Full control over placement. If user 1 and their friends need to live on the same shard for JOIN performance, you can explicitly place them there. Moving a user to a different shard still requires migrating their actual data — copy rows to the new shard, update the directory entry, delete from the old shard. What directory-based sharding avoids is bulk rehashing — you choose exactly which users to move, rather than triggering a mass redistribution every time a new shard is added.

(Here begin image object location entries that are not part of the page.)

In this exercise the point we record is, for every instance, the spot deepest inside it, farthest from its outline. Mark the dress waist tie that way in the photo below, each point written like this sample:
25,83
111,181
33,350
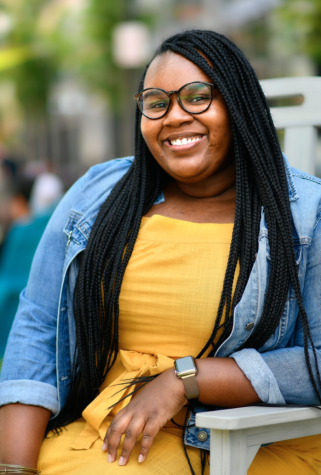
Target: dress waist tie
95,414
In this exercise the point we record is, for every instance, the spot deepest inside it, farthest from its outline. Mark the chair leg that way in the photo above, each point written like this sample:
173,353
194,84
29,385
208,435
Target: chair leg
229,452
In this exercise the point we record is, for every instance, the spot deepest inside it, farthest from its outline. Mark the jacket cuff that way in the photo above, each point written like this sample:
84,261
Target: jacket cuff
260,376
29,392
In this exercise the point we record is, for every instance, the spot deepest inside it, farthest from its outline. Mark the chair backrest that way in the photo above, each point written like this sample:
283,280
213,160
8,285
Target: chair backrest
299,122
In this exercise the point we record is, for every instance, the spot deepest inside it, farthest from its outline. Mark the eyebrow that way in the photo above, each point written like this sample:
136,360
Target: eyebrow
151,92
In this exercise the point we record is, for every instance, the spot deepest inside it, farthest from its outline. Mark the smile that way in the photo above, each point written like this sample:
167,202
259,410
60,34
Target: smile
185,141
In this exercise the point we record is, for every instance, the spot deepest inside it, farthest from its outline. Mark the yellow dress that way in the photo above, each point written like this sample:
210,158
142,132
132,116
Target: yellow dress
168,304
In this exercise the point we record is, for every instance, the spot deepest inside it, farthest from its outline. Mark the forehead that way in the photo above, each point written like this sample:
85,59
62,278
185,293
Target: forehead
170,71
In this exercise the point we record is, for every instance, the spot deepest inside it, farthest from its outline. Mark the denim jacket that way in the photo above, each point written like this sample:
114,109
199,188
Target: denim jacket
37,363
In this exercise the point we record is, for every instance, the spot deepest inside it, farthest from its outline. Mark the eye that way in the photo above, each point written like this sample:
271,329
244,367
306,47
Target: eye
155,105
196,98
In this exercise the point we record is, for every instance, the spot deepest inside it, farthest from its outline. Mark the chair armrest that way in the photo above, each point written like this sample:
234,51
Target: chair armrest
237,434
254,416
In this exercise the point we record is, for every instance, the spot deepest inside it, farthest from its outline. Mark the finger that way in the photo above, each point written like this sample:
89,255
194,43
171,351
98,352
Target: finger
113,435
133,431
150,431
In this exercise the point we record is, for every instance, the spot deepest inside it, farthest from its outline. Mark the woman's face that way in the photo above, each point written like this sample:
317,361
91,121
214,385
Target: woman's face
211,153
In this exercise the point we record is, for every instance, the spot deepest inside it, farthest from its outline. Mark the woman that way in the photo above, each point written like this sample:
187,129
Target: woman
196,247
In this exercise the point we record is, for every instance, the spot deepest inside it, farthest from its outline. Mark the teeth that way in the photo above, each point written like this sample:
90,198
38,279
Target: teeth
185,141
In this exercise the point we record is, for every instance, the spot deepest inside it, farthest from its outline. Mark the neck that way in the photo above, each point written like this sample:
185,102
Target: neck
219,186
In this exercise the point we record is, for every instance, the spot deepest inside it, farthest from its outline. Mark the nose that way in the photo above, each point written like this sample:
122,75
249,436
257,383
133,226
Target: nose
176,115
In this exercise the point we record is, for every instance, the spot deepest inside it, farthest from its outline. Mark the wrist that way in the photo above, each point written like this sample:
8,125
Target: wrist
186,371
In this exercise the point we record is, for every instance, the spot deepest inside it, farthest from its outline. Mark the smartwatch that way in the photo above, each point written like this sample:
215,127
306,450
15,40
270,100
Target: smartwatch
186,370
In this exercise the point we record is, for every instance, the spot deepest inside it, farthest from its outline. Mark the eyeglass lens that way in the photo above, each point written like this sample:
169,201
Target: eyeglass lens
194,98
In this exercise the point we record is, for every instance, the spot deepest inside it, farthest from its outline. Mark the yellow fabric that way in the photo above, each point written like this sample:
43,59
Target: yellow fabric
168,303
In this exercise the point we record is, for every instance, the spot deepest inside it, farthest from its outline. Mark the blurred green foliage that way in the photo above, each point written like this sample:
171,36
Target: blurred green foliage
66,42
303,19
34,77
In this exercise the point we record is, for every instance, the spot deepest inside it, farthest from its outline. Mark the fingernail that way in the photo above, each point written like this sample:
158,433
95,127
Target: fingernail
104,447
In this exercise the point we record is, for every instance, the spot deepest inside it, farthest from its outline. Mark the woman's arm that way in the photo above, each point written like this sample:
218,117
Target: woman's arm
22,429
220,381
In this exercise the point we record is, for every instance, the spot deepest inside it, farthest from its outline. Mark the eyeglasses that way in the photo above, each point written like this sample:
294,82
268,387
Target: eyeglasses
194,97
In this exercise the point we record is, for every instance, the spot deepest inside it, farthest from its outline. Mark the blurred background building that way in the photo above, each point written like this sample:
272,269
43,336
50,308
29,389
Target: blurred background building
69,70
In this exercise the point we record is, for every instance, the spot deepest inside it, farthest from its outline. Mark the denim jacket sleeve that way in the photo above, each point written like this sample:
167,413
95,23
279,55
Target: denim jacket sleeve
30,369
281,376
32,341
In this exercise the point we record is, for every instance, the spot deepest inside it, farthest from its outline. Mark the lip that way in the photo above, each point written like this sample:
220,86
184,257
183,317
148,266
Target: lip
187,146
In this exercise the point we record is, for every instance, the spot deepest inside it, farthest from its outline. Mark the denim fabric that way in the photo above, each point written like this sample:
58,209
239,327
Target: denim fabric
42,339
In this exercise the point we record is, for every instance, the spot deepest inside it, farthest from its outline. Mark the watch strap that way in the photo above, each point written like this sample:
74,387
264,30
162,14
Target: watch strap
191,386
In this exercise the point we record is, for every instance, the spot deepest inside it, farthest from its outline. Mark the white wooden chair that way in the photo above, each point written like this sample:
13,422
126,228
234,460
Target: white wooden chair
237,434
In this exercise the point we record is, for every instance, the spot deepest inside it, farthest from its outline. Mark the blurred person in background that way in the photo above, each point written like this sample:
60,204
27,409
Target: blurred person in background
29,207
203,250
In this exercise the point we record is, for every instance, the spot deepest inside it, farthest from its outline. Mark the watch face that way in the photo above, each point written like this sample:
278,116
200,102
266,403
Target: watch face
185,366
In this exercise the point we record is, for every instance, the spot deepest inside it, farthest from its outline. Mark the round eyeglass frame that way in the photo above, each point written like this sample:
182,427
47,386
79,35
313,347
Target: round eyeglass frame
169,93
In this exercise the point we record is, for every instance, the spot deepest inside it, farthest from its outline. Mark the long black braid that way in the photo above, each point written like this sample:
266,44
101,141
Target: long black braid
260,182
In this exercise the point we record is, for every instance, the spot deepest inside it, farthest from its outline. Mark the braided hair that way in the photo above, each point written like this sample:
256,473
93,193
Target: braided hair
260,182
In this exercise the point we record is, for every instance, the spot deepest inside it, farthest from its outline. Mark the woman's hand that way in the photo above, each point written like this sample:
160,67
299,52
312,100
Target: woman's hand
154,405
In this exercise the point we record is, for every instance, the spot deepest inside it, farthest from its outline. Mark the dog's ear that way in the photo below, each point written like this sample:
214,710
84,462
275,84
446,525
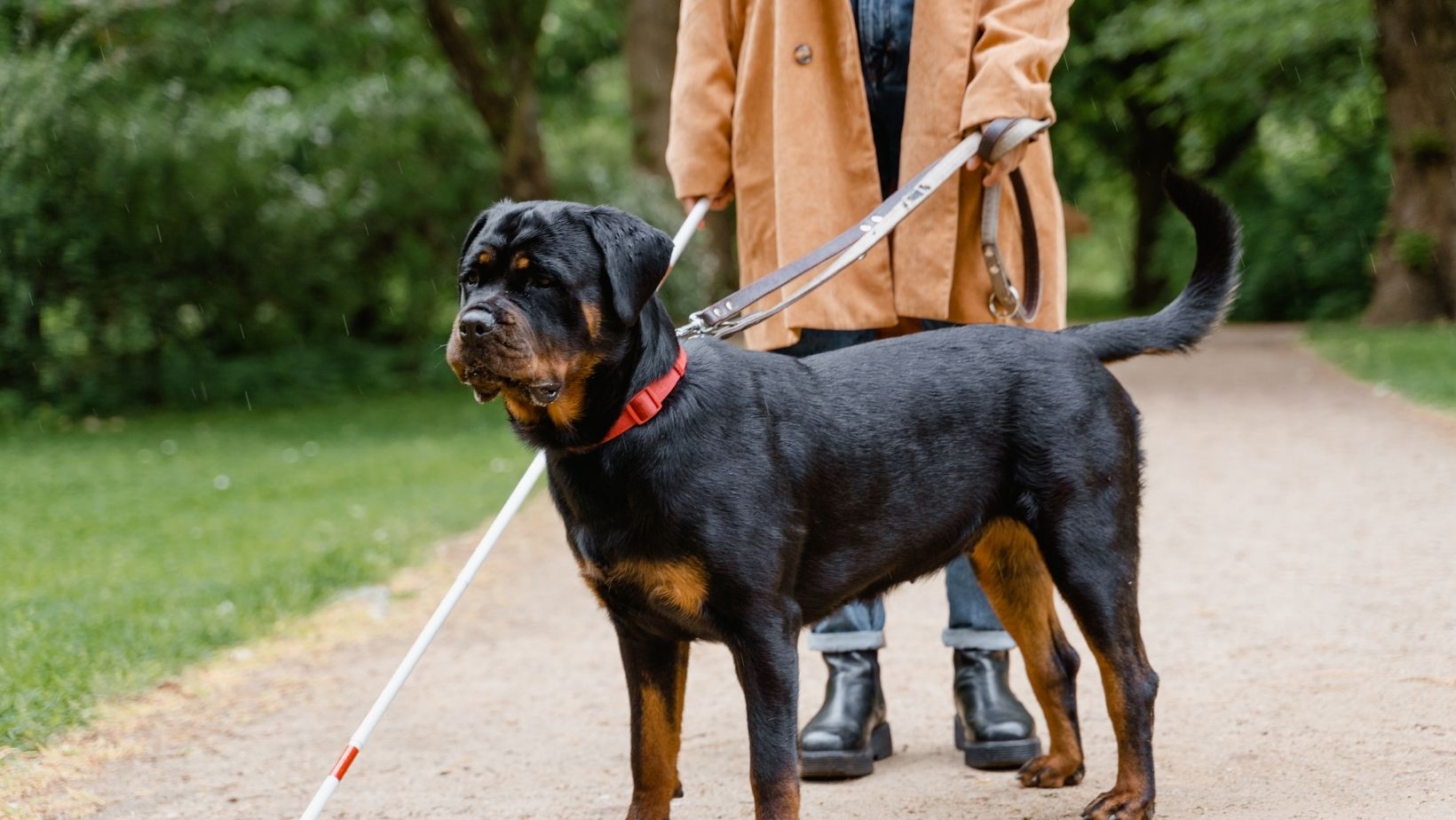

The problem: every single read and write must first consult this directory — an extra network hop on every query. And the directory itself becomes a SPOF — if it goes down, nothing in the system can route anywhere. The directory must be highly available and extremely fast, which means it needs its own replication and caching, adding complexity.


Comparison#

Range-based      → split key space into ranges
                   ✓ range queries fast, data locality
                   ✗ sequential inserts hotspot the latest shard

Hash-based       → hash the key to pick a shard
                   ✓ even distribution, simple, no hotspots
                   ✗ no control over placement, range queries scatter

Directory-based  → explicit lookup table: key → shard
                   ✓ full placement control, easy to move rows
                   ✗ directory is a SPOF + extra network hop on every query

In practice

Most systems use hash-based sharding (or consistent hashing, which improves on it). Directory-based is reserved for cases where co-location is critical and you can afford the operational complexity of maintaining and protecting the directory.